With the global exploitation of labor, the export of capital and the drive for imperialist superprofits are going in another direction. Today, it is used to lower living standards for all workers in imperialist countries, not just the most oppressed. The top tiers of workers and parts of the middle class are being down-graded. Job security and social benefits are being dismantled. Rather than pacifying a privileged layer of workers, imperialist monopoly capital now uniformly undercuts wages, benefits, and rights across the working class in the imperialist countries. It aims to maximize profits globally. 

The continued global integration of production and the rapid expansion of the international working class has made cross-border solidarity an urgent necessity. As more aspects of work become globally interconnected, workers around the world are facing common challenges of exploitation and oppression under imperialist capitalism. 

The only way to fight back is through unified resistance across all borders. The growing ranks of international labor from all corners of the world have shared class interests. Workers need to build solidarity networks across borders to confront the forces of monopoly capital. 

In the U.S.

Over the last four decades, most of the working class in the United States has experienced a continuous erosion of wages and benefits. Throughout these 40 years, workers struggled unsuccessfully against an unrelenting and oppressive union-busting campaign. Union membership has been severely eroded. The United States now has the lowest union membership rate (about 10% of workers) of any of the imperialist industrialized countries. 

Wages have stagnated or declined in the U.S. since 1973. Real (inflation-adjusted) wages have fallen by 4-10% since then. According to the U.S. Census Bureau, women still make 20% lower wages.
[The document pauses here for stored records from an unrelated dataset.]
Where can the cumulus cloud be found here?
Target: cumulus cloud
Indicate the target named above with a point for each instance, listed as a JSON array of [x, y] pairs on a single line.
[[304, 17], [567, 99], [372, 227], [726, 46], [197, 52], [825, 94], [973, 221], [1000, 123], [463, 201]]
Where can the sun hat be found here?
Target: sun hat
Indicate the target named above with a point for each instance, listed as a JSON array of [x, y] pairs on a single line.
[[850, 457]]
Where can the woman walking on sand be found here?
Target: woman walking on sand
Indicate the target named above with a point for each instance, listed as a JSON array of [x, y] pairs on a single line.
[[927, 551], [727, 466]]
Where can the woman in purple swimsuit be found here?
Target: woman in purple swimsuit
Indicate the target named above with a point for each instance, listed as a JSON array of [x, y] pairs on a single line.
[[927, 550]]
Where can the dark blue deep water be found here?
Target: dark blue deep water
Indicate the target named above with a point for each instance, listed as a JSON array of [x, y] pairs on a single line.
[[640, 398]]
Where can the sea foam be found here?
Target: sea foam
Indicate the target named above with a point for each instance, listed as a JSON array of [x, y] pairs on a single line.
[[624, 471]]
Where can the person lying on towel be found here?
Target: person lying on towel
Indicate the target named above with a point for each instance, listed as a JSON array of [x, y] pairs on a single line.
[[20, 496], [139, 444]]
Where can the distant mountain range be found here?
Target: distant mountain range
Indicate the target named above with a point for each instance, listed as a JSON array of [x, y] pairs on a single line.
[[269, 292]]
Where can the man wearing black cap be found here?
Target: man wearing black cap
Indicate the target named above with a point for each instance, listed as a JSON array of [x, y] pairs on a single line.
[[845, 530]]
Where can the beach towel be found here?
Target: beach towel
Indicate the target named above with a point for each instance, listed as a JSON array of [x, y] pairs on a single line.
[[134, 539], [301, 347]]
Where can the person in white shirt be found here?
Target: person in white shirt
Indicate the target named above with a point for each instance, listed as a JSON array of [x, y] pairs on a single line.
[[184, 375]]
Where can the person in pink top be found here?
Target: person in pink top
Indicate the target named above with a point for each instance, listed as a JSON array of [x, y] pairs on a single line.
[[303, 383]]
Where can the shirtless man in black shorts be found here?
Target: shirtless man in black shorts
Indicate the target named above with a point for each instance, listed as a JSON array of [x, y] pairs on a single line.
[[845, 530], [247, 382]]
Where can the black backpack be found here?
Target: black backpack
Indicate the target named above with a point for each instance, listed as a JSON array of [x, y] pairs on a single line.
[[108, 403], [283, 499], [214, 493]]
The U.S. poverty rate rose to 12.4% in 2022 from 7.8% in 2021, the largest one-year jump on record, the Census Bureau reported Sept. 12. At the same time, poverty among children has more than doubled.

The summer of 2023 has been marked by a wave of strikes across the United States. Workers in a variety of industries, including health care, education, manufacturing, and transportation, have walked off the job to demand better pay, working conditions, and benefits. Rising inflation has seriously cut wages.

In order to win, these strikes require unity across the working class through solidarity with other labor and community organizations. That means fighting for equality for Black, Latinx, Asian, and Native peoples; fighting for equal pay for equal work for women workers; defending equality for lesbian, gay, bi, trans, and queer workers; equality for immigrant and undocumented workers.

Labor must build these alliances and show support beyond just their membership. Isolated strikes will struggle. But strikes backed by a united working-class front can win. Solidarity is key.

To borrow a phrase:

Low-wage workers of the world, unite!